W prawdziwym życiu również jesteś taka opanowana i kulturalna? Zdarza Ci się zakląć?
- Nie klnę w życiu prywatnym. Jeśli mi się to zdarza - to najwyżej raz na rok, bo opowiadam jakiś kawał który tego wymaga, np. o żabie szeroko ustnej, bo inaczej nie ma w ogóle sensu. Raz czy dwa też przeklęłam, jak cytowałam jakąś książkę (np. Wiedźmina), ale na co dzień nie - wolę eufemizmy, co sprawia że wiele osób uznaje mnie za emocjonalną zimną rybę.
Jak się podobała tegoroczna gala Smugglerków?

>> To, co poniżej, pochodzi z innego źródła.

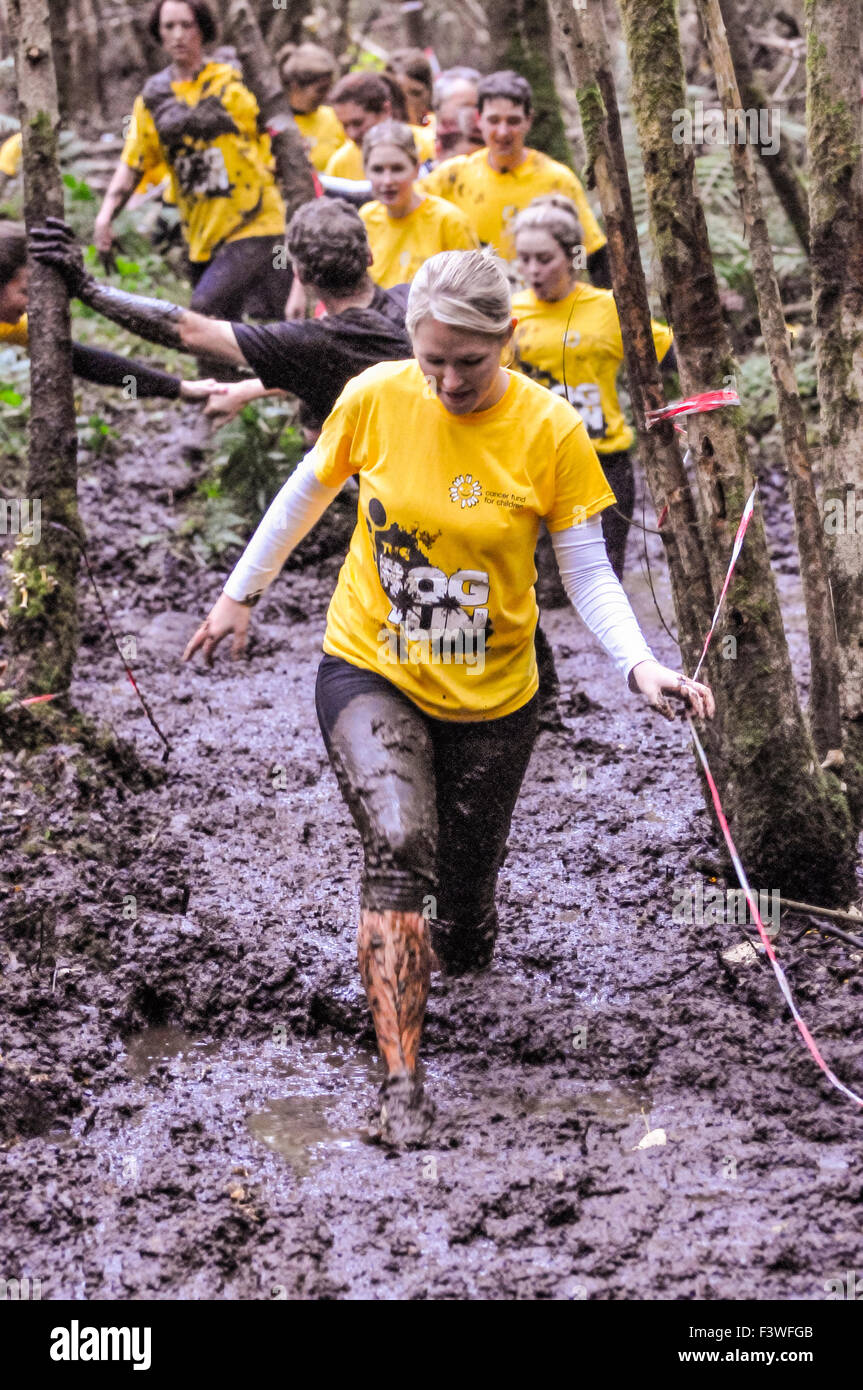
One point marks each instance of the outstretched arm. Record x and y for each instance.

- Gala bardzo mi się podobała, bo widać, że Komisja bardzo się przygotowała i wyjątkowo im zależało na przeprowadzeniu tego jak należy, forumowicze się zachowywali w porządku, w ogóle było fajnie trochę tylko mnie... bawi to, jak bardzo chciano wszystko odpowiednio przygotować, a i tak wyszło tylko trochę mniej 'na żywioł' niż zwykle.
Forumowe postanowienie na nowy rok?
- Forumowe postanowienie na nowy rok? Hm, sama liczę go od 1 listopada ale rozumiem, o co chodzi... Na pewno chciałabym się bardziej udzielać, chociaż będzie to możliwe dopiero od 1lutego (kiedy już może będę po sesji).
* Wywiad w 100% autentyczny. Niziołka odpowiadając na pytania nie miała na początku pojęcia, że jej odpowiedzi trafią na blog =).